I know that the next-gen projects is only available for Cloud users for now, as I know that in cloud there isn't much for an Admin to do. What will be the tasks left for a JIRA admin once next-gen projects are moved to server versions?
@Jack BrickeyThank you for clarifying as I was really confused and wasn't sure if down the road our jobs will be needed.
I'm with @Jack Brickey on this. The direction for Cloud is for teams who don't want to have any administrative overhead, and can set up and run it all for themselves. The direction for Server is more for Data Centre, where you run it yourself, set up a lot of shared things (and hence want centralised admin) and have the resources for dedicated admin.
But even with the increasing delegation we see more in Cloud, I suspect you're always going to want an admin around, even if the role shifts more to someone who does more advice, advocacy and troubleshooting than configuration work.

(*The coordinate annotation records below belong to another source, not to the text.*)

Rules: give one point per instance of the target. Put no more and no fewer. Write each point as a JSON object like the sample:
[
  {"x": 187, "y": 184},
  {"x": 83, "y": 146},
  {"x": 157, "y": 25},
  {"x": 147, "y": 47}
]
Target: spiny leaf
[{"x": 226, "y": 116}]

Agree and I think the 'cloud admin' may become more of a SME or power user that can help others in getting started or cleaning up messes.
@Nic Brough -Adaptavist-Thank you for your input! I just noticed that on the article I read there is an option to switch to classic projects. I missed it earlier
Yup, my thoughts too. It's the classic balance of central configuration for better global reporting versus letting each team do what they want. Different companies will always want different approaches to all their tools, not just Jira
It should be the ultimate goal to completely eliminate the administration work, imo.
Can't happen. Jira is extensively used for processes that need to be controlled and not just let everyone do their own thing. If controlled projects go away (and hence the admins), then most of Jira's market goes away too.
I agree that relying solely on over-simplification (?) would open the door to competitors. Analogy - there are "Apple" lovers and "non-Apple" lovers out there. Granted Apple is doing very well but the other side is doing pretty well too. :-)
p.s. I'm an Apple user.
I think Atlassian is exactly on the right track with this new approach. They let you choose exactly the level of complexity you need for a project and it starts with the most basic setup. This way you will never have more complexity than needed.
I agree that the approach is right, when you let people own their projects, start simple and build, so that they don't just add things because they're there. But, we will still need the admins to manage the shared designed projects
I think so too. But I guess the amount of work needed to manage shared designed projects will drastically decrease over time.